For the accelerometer-based algorithm, the detection of TC is critical and usually generates more errors compared to the detection of IC (Jasiewicz et al., 2016). Conversely, IC detection is often highly accurate and adaptive to different running speed due to the high velocity change when the foot strikes the running surface. The current results demonstrated this trend by yielding higher errors in TC than IC, as the MAE of TC ranged from 23.8 ms to 31.4 ms, while IC was 4.5 ms to 6.7 ms. In support, Jasiewicz et al. [
23] studied accelerometer-based gait study algorithms with IMU placement on the foot and suggested that the MAE of TC (27.6 ms) was substantially higher than the MAE of IC detection (4.2 ms). Moreover, the accuracy of the TC detection in acceleration-based analysis has not been widely investigated. Accordingly, future research should investigate the accuracy of TC detection and the factors which lead to the reduction in accuracy.

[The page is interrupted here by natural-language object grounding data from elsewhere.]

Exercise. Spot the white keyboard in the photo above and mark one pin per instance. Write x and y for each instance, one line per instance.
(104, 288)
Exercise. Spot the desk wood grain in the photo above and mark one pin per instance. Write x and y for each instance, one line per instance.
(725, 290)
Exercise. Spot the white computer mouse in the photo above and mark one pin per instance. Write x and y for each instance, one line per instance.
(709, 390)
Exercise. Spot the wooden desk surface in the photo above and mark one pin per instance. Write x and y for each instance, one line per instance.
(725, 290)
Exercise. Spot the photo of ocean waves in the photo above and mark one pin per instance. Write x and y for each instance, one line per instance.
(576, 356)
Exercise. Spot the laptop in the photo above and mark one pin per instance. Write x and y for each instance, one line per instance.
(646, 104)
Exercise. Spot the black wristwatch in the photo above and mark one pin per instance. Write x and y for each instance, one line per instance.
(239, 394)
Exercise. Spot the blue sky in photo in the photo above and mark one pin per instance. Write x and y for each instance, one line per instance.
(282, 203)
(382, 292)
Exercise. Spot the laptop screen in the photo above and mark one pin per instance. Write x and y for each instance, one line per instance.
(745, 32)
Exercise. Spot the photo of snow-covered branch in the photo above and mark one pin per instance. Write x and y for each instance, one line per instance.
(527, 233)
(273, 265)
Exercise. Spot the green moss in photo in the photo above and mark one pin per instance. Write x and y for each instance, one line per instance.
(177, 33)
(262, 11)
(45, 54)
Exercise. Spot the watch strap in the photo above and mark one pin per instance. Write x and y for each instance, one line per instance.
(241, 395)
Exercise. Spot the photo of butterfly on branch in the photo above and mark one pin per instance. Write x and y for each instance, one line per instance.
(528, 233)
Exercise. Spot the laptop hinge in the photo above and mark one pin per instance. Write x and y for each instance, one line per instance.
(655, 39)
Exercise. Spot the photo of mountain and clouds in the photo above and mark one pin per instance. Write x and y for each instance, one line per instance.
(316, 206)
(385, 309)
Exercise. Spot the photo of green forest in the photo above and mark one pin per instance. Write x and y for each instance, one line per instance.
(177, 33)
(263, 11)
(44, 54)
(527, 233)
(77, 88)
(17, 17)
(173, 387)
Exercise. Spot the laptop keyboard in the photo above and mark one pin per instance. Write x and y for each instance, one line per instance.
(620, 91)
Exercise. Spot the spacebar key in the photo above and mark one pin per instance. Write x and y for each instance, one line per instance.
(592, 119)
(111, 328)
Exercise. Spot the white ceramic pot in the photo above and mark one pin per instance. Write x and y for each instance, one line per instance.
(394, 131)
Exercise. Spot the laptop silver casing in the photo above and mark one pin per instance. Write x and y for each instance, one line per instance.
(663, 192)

The combination of using both accelerometer and gyroscope-based algorithms appears to be a sound approach to mitigate the limitations of these two respective gait analysis methods. In this study, we investigated the consistency of the two algorithms with 95% confidence interval and discovered that the proposed systems demonstrated good overall consistency, despite reduced consistency (81.67%) for TC detection at higher running speeds. A similar tendency was presented by Piriyakulkit et al. [
28] where they proposed a gait event recognition algorithm to assist patients with lumbar kyphosis using IMU. The proposed algorithm recorded MAE’s of 31.6 ms, 32.4 ms, and 38.6 ms in TC detection under increasing treadmill speeds. In our study, the two algorithms showed relatively low average consistency for fore-foot strikes, whereas the systems’ consistency remained high under rear-foot strikes regardless of the speed. Hence, we suspect that this change in the detection accuracy is possibly due to the foot strike style (fore-foot or rear-foot) and requires further investigation and refinement. Accordingly, this study shows the feasibility of using the combination of both algorithms, where the advantage of each approach could be used to further improve the detection accuracy of IC and TC. An example of this approach could be the use of a weighted algorithm in which the accelerometer-based system has a larger influence in IC calculation and the gyroscope-based system being more impactful in TC detection. Accordingly, future studies should investigate the effect of different striking styles have on the current gait algorithms alongside the accuracy of TC detection based on the combination of accelerometer and gyroscope-based systems with increased experimental sample sizes and variety of foot-striking characteristics, running speeds or IMU placement locations.